2. En todo caso, si en la actividad cotidiana la comunidad decide participar de lo electoral, asumirlo con renovación de libreto, evidenciando que la sociedad es colectiva y no dependiente de una persona. De esta manera, liderar la campaña como equipo de gobierno, es decir, integrado por lo menos por la totalidad de ministerios con que cuenta el país, para que, en caso de triunfo, no lleguen las sorpresas. Que la sociedad conozca la propuesta integral de país por implementar, así como las personas que asumirían la responsabilidad de llevarla a cabo, intuyendo los sectores sociales y económicos que representan y, por tanto, las prioridades que los animan. Es esa una propuesta abierta y que, en el curso de la propia campaña, de acuerdo a lo propuesto por los ‘electores’, puede profundizarse en algunos aspectos, como girar en otros.
3. Orientar los esfuerzos sustanciales de las dinámicas alternativas a la construcción social territorial, sembrando y cimentando día a día, y con un dinámico protagonismo social, experiencias de gobierno propio, en todo momento y en todos los campos.
4. Abrir espacio a experiencias de wikigobierno, factibles en todos los niveles de la cosa pública.
5. Darles rienda suelta a la estructuración y el fortalecimiento en todos los aspectos de proyectos cooperativos, solidarios, mutuales y similares. Se requiere motivar este tipo de organización social como experiencia y vivencia de autogestión y soberanía popular.
6. Estimular en todo momento y como eje transversal de la construcción social soberana, procesos formativos colectivos, de los cuales no esté ausente la comprensión de la formación social del país y del continente, la economía política, la filosofía, la cultura en todos sus aspectos, así como aprendizajes de asuntos esenciales para la vida: agricultura en sus matices básicos, mantenimiento y reparación de redes de servicios hogareños, electricidad y otros asuntos esenciales para conservar y no desechar, intercambiar y no maximizar consumos, adquirir capacidades para reducir gastos y vivir de manera frugal y digna, ganar capacidades y conocimientos para poder colaborar en procesos sociales y comunales de todo tipo y en diversidad de áreas, no solo con ideas.
7. Complementar el proceso formativo con el conocimiento de por lo menos un lenguaje de programación, así como de los asuntos más esenciales para usar redes sobre la base de protegerlas y evitar el espionaje a que estamos sometidos en todo momento.
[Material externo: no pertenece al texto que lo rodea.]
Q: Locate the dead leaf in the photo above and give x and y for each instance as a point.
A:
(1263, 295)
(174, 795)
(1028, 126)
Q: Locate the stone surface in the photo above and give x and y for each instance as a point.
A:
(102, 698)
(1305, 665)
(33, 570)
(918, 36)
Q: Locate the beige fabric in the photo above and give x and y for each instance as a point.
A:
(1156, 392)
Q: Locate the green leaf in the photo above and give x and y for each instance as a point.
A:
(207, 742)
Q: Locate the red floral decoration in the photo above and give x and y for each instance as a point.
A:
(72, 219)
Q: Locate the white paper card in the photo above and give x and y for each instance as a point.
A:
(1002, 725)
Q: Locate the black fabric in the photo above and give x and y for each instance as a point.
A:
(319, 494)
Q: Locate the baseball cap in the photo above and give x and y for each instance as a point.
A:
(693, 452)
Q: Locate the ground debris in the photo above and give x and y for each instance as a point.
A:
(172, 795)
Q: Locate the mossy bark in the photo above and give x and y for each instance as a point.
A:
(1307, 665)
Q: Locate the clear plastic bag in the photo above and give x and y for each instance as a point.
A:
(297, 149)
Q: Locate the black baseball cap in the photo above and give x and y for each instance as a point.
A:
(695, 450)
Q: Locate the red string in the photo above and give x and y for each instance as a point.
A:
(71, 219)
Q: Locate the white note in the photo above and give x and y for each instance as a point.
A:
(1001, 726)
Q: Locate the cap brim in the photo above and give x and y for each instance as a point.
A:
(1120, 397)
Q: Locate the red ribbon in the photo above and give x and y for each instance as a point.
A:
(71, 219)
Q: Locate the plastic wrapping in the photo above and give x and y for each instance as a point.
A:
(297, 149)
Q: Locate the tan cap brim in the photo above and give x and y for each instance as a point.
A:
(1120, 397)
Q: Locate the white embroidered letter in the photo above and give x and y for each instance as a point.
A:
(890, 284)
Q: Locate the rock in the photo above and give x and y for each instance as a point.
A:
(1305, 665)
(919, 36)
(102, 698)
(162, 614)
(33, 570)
8. Garantizar siempre el ejercicio de la democracia interna mediante el debate abierto, la rotación de responsabilidades, la construcción colectiva de los referentes de lucha y la manera de encararlos, el veto y la destitución de quienes desconozcan los mandatos colectivos y terminen ejecutando sus intereses personales, entre otros aspectos y posibilidades.

Hay que trascender la herencia y la dinámica liberal, con el propósito sustancial no de administrar sino de transformar toda la estructura social todavía vigente. Esto y mucho más es posible a la hora de los hornos, que gana nuevo tiempo.